The book is an easy read and gave me some good ideas, but I would have a difficult time recommending it to anyone interested in teaching when I have read so many much more laudable books on the subject recently. (For example: Teaching to Transgress, How Children Learn, and Glasser's own influence, Zen and the Art of Motorcycle Maintenance.)
This could have been either a much shorter or a much longer book. As it stands, Glasser gives lots of business theory, creates caricatures of the unenlightened teachers who don't sign up for his training, and offers few useful examples where his theory has been put into practice. He confidently, and laughably, predicts that schools will not need any discipline strategies once all coercion is removed. He also displays a ham-fisted and occasionally creepy approach to friendliness: universal name tags and uniformed "quality teams" that chase students down to their homes?
If you think motivating students to learn with more carrots than sticks is a good idea, you don't need to read this book.
I had to read this book for a job interview, but it had a lot of interesting ideas. It deals with the idea that people/students will only do what they fell fulfill one of their basic needs: survival, love, belonging, freedom, and power. As a teacher, we need to convince students that what we ask them to do does fulfill one of these needs. This book talks about dealing with minor and major classroom disruptions, grades, standardized tests, counseling, and how to take a "regular" school and turn it into a "quality school."

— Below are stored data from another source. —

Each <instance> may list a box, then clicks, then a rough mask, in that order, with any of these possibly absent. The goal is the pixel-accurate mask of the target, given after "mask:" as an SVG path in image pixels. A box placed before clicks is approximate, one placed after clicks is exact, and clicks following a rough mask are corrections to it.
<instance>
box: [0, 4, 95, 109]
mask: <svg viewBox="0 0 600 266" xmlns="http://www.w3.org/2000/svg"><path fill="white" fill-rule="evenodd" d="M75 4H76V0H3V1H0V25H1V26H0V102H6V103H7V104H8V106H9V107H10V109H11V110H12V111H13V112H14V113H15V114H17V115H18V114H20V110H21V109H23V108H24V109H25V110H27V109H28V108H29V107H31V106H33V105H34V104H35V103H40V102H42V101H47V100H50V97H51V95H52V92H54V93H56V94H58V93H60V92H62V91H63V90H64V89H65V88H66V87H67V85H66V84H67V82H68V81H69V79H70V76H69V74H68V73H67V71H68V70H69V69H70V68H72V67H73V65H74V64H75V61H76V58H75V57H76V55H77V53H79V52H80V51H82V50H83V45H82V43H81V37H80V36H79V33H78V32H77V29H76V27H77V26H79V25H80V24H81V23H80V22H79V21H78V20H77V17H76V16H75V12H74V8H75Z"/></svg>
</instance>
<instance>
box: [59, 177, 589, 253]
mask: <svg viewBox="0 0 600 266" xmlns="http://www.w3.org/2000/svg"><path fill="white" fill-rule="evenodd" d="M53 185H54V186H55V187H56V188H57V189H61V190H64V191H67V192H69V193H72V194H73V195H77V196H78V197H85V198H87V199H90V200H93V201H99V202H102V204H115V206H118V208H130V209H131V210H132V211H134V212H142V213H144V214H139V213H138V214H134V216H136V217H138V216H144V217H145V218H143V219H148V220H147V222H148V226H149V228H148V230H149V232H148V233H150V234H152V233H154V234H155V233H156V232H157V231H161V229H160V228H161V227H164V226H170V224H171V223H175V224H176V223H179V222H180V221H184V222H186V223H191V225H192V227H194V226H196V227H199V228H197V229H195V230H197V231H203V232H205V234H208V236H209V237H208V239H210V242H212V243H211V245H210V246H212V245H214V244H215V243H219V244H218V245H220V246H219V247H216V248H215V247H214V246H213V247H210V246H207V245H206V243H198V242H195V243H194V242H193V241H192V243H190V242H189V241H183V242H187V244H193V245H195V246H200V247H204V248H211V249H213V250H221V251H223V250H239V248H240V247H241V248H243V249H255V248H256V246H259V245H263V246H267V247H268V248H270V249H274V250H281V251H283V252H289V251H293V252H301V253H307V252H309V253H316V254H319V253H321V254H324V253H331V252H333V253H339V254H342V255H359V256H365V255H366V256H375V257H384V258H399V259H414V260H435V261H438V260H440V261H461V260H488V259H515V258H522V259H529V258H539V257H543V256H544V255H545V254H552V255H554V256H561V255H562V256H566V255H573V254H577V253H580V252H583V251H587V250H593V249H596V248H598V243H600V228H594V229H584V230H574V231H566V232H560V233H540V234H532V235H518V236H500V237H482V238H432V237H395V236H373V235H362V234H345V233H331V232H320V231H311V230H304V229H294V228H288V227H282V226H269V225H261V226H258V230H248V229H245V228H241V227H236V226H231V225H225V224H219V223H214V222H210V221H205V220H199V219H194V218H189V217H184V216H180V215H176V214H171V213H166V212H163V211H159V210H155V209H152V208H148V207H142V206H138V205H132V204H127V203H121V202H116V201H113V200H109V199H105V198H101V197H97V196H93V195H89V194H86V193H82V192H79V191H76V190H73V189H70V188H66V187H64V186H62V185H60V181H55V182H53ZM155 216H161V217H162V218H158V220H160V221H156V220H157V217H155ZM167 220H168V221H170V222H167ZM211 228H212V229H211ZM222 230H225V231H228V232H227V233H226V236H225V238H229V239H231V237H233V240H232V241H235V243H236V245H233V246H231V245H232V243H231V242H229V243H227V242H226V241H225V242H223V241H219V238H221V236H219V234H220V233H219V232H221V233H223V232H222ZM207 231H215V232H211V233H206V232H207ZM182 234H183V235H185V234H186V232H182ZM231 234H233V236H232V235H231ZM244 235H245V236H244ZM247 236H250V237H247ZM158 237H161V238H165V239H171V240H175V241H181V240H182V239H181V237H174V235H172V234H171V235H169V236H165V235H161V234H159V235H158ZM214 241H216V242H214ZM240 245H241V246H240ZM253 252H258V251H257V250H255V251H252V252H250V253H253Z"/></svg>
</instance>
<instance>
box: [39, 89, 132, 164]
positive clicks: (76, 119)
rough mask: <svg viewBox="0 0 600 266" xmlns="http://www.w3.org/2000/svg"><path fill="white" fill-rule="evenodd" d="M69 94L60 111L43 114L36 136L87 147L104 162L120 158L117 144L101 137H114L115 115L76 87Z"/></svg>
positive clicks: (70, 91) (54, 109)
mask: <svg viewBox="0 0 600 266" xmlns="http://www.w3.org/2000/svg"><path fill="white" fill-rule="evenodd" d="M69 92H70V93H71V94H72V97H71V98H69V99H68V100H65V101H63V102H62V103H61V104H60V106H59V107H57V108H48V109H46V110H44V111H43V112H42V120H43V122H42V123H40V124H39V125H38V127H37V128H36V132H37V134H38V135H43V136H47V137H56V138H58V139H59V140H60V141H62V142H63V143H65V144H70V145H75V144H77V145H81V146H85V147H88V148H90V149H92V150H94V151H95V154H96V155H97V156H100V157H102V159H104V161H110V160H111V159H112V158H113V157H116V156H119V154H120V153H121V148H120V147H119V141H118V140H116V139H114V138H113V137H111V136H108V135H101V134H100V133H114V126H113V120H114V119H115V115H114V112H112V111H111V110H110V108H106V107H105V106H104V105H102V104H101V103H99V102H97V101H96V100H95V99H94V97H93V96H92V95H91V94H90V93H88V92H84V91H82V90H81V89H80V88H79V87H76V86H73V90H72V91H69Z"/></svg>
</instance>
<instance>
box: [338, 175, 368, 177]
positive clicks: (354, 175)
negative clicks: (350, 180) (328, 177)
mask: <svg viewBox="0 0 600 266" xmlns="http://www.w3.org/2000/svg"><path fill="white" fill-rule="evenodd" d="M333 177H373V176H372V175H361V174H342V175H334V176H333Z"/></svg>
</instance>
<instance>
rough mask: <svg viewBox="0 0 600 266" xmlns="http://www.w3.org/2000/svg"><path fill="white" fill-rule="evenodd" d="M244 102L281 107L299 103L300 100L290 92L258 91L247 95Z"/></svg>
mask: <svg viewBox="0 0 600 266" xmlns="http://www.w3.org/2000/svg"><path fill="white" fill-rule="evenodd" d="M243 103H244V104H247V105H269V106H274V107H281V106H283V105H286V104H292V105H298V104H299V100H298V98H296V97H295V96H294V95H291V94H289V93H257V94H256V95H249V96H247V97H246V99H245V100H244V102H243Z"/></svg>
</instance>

Dr. Glasser provides an uplifting solution to the problems of many schools. Teachers and parents can feel good about his suggestions since his optimism and belief that every child can succeed is contagious. To be fair, much has happened in the educational world since standards and high stakes testing came to rule the landscape, but many of Glasser's basic ideas are helpful nonetheless.
ايده كتاب جالب و قابل تأمل بود اما خيلي با نثر و شيوه بيان اون نتونستم ارتباط برقرار كنم . بنظر مي رسه انگار متن كتاب از يك سلسله سخنراني استخراج شده و انسجام لازم رو نداره و در بخش هاي ابتدايي تكرار مطالب زياده. اما در كل به همه كساني كه به موضوعات آموزشي تربيتي و نظريه انتخاب گلاسر علاقه مند هستند اين كتاب رو پيشنهاد مي كنم.

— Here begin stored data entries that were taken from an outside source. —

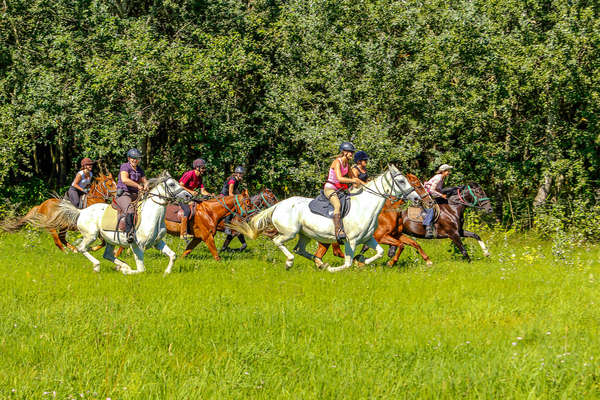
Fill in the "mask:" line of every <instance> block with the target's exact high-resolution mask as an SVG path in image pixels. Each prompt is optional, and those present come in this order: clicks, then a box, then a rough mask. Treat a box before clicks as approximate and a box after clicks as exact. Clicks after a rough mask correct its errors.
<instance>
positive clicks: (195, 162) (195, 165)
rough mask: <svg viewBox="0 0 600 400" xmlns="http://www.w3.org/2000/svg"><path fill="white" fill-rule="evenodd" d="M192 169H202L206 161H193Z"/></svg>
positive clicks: (200, 158)
mask: <svg viewBox="0 0 600 400" xmlns="http://www.w3.org/2000/svg"><path fill="white" fill-rule="evenodd" d="M192 167H193V168H194V169H196V168H202V167H206V161H204V160H203V159H201V158H197V159H195V160H194V162H193V164H192Z"/></svg>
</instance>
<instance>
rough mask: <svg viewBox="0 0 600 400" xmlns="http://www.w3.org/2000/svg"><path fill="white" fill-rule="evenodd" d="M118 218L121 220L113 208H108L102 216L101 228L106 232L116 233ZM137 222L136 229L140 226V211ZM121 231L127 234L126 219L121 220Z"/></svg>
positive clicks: (106, 208)
mask: <svg viewBox="0 0 600 400" xmlns="http://www.w3.org/2000/svg"><path fill="white" fill-rule="evenodd" d="M117 218H119V213H118V212H117V210H115V209H114V208H112V207H106V210H104V214H102V221H101V222H100V228H102V230H104V231H114V230H115V228H117ZM136 219H137V221H136V222H135V229H137V228H138V226H140V221H141V218H140V211H139V210H138V215H137V218H136ZM118 230H119V231H122V232H125V218H121V219H120V220H119V227H118Z"/></svg>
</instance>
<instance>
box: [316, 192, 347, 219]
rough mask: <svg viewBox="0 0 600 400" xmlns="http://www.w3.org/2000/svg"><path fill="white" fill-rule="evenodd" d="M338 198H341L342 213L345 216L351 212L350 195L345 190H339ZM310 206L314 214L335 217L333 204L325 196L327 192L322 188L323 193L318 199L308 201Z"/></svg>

I really enjoyed a great deal of this book. Especially where it dealt with attempting to bring education into students' quality world by changing your classroom into one in which coercion is never used.
Loved this book! Not just a book for teachers and administrators, but for anyone wanting to draw the best out of their teams. Parents should read this as well -- should be required reading for anyone who works with children.
If you are a teacher wondering how to control those bad kids in this classroom, I suggest you read this book. You may find that the problem rests with your method of teaching...
Tips and pointers on how to create a better school. The book was okay but really dry and hard to read in certain spots. I would not recommend this to many, especially outside the educational system.